Good morning and welcome to Your Morning Matters.
It’s Wednesday, March 25, 2020, and as I mentioned, this week will mark a turning point in the COVID-19 pandemic.
All too soon, we will all know someone who has the virus: a relative, a friend, a neighbor, a church member, a schoolmate, a co-worker, a social media acquaintance. More celebrities, even. And then we’ll be introduced to a whole new set of emotions, fears, illogical thoughts, etc. This new reality will attempt to erode our faith, our trust and maybe even our resolve. If we let it.
But, of course, we can’t.
Today we bring you the story of a Valley man who received news he both expected and feared on Tuesday. We are detailing his path so that others can be better prepared for their own. Our goal is to provide help in real time as new realities become archaic notions in a single day. And as you encounter your own paths, we encourage you to share so that others can learn.
Until tomorrow: Let’s be careful out there!
Here are more of the things you need to know about what's happening in the Mahoning Valley:
A 61-year-old Valley man was one of the first people to be tested in the Cleveland Clinic/University Hospital drive-thru COVID-19 screening site in Mayfield Heights last week. A week later, he learned he tested positive for the virus. We detail his experiences on the path to diagnosis.
“It's all worth the testing,” he tells us. “You've just gotta be patient.”
- Number of U.S. cases: 783 deaths; 54,905 confirmed cases, according to infection2020.com at 10 p.m. March 24.
- Number of Ohio cases: 564 confirmed cases and eight deaths.
- Number of Mahoning Valley cases: 32 confirmed; 28 in Mahoning County, 4 in Trumbull County.
- Dow Jones Industrial Average: Closed at 20,704.91, up 2,112.98 points, or 11.37 percent.

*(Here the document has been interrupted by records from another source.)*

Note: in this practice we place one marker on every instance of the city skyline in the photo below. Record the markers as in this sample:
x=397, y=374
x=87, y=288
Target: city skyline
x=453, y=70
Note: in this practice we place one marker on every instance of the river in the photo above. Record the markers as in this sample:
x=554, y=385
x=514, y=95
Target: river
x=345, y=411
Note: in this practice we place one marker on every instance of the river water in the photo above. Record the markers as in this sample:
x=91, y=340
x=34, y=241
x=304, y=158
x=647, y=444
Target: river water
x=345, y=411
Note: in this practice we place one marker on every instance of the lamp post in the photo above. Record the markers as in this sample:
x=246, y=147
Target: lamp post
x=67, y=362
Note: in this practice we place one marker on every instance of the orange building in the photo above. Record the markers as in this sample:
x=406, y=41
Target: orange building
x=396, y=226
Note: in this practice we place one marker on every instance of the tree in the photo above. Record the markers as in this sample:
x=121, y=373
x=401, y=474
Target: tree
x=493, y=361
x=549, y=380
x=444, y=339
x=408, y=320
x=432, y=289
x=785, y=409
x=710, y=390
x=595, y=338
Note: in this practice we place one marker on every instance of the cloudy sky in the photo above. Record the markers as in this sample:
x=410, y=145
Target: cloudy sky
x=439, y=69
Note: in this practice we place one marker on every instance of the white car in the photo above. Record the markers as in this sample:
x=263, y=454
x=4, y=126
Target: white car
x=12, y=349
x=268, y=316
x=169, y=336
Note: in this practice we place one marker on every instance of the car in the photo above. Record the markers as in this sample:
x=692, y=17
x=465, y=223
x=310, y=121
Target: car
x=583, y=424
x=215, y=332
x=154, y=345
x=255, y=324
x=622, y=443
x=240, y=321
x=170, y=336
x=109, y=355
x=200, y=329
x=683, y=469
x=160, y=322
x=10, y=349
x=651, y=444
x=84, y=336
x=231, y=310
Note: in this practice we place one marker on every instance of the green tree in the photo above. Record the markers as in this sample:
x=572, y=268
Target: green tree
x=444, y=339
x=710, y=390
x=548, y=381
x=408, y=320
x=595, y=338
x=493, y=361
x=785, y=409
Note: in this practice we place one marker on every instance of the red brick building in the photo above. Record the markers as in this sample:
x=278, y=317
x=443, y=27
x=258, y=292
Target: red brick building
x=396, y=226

Though state public health emergency powers give the Mahoning County Sheriff’s Office the authority to enforce the governor’s stay-home order, Sheriff Jerry Greene said deputies likely won’t be cracking down. However, they will watch for groups of people congregating in public or nonessential businesses that remain open. Mahoning Matters
As the state hit 564 confirmed cases Tuesday, Gov. Mike DeWine straddled the political question of idled people vs. an idled economy by saying, "The truth is that protecting people and protecting the economy are not mutually exclusive. In fact, one depends upon the other." Mahoning Matters
Youngstown State University President Jim Tressel and Provost Brien Smith answered questions Tuesday from students about how the remainder of the spring semester will be affected by COVID-19. Mahoning Matters
Mahoning County health officials say they are not surprised by the sudden jump in local COVID-19 cases. The numbers reinforce the need to follow Ohio’s new “stay at home” orders that went into effect at midnight Tuesday. WKBN
Valley chocolatiers are preparing for Easter by changing the way they do business. Gorant Chocolatier stores, for example, are not permitting anyone in the stores, but they are offering curbside pickup. WFMJ
In an effort to address supply chain shortages amid the coronavirus pandemic, America Makes is working to organize a central repository of the additive manufacturers who are ready to help. The Business Journal
The online version of Youngstown State University opened Monday. About 60 percent of YSU spring courses already had some online presence before the COVID-19 pandemic. Getting the other 40 percent online took 10 days. The Vindicator
During the Ohio’s Stay in Place Order, you can register for an online library card at the Public Library of Youngstown and Mahoning County and access e-books, audio books, movies, music and games. WYTV
In case you missed it
Pennsylvania Gov. Tom Wolf said he’s reconsidering his order to shutter liquor stores as part of the state’s coronavirus mitigation effort. His state is the only one to close liquor stores, said Chris Swonger, CEO of the Distilled Spirits Council of the United States. Mahoning Matters
Your comments matter
“It was a little disturbing [because] the news showed them bagging food and they were not 6 feet apart.”